The many gadget manufacturers working on concepts for bendable cell phones, as well as solar technology companies will be excited to hear about this breakthrough. Muhammad Iftekhar Shams and colleagues at Kyoto University in Japan have figured out how to make a crab shell turn transparent, which actually holds the key to improving the technology behind displays, solar cells and yep, bendable screens for devices like cell phones and tablets.
Arstechnica writes that the team used a dead crab and "treated its body to a brew of acids and chemicals. Hydrochloric acid, sodium hydroxide and ethanol stripped the body of minerals, proteins, lipids, fats and pigments. This left a crab shell made entirely of translucent chitin. Chitin is a long-chain polymer that is the main component of crustacean exoskeletons. Finally, the shell was immersed in an acrylic resin monomer. Polymerisation kicked in (monomer molecules react together to form polymer chains), and the team ended up with a perfect, ghostly recreation of a crab, only now completely see-through."
The scientists then took chitin, crushed it and spread it into a nanocomposite sheet, treated with acrylic resin monomer and Voila! A transparent panel that maintains its stability even when heated, which makes it perfect for electronic devices and even solar cells.
The Royal Society of Chemistry reports, "[The team] measured the sheets' light transmittance over a range of wavelengths and temperatures. Current composite technologies, such as glass-fibre epoxy composites, show decreases in transmittance of up to 65 per cent as the temperature is increased to 100°C. However, the chitin-powder composite shows virtually no decrease in light transmittance at temperatures of up to 80°C."
Because the main ingredient is chitin, this leaves open the possibility of using waste from processing plants that shell crustaceans like lobster, shrimp and crab.
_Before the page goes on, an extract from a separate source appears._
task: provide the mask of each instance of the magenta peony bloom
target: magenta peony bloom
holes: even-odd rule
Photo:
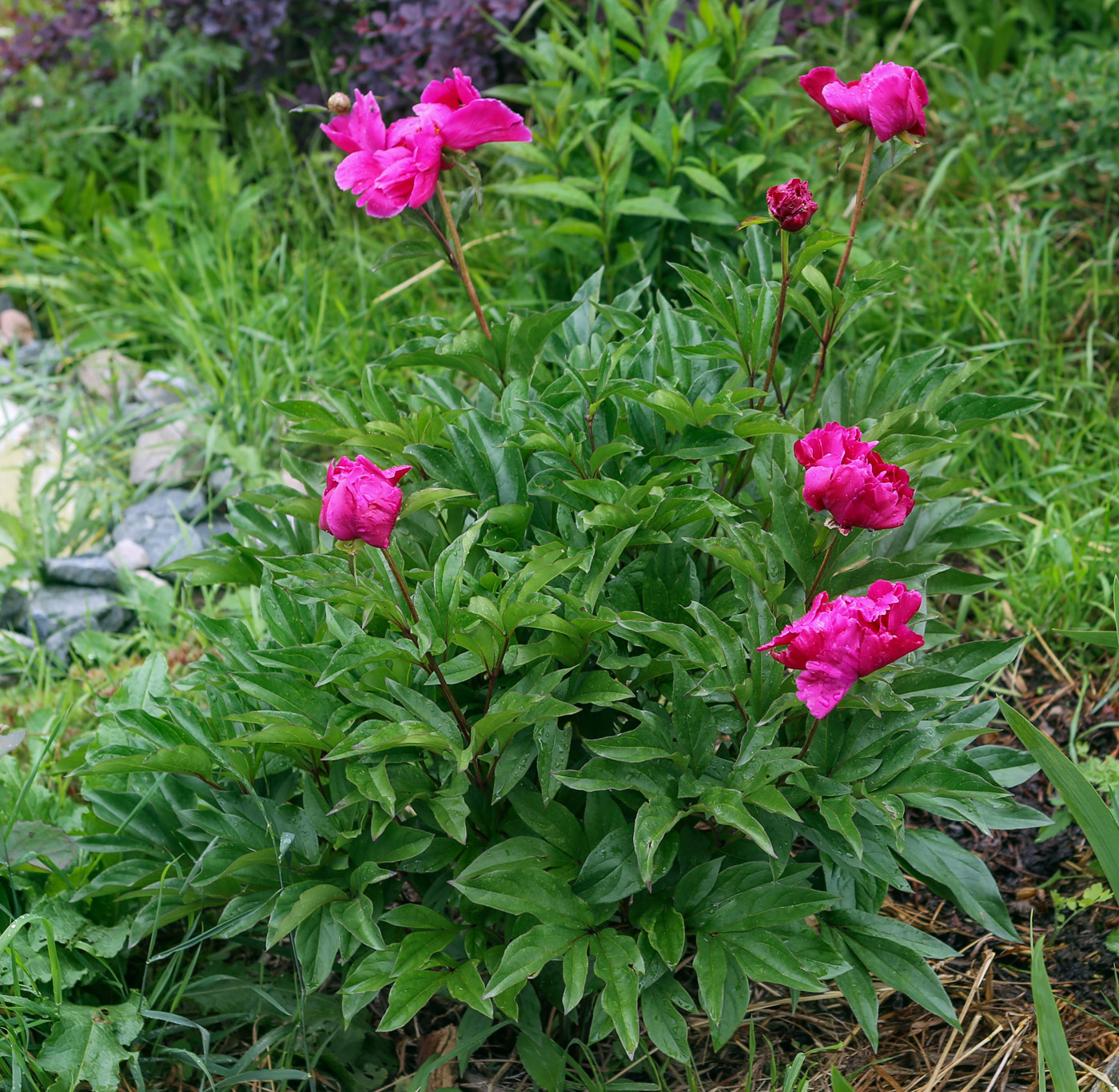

Also, Arstechnica notes that chitin is also available from "cell walls of fungi, the exoskeletons of arthropods and insects, the tongue-like radulas of mollusks, and the beaks of cephalopods."
The material is an exciting possibility for improved solar panels, and perhaps more durable, less expensive displays -- but using crustaceans may have its downsides considering ocean acidification may be changing the way shells grow, causing some to dissolve and others to thicken. It's interesting to see a new link between electronics technology and ocean acidification, and that link may strengthen if this technology ends up being used by gadget manufacturers.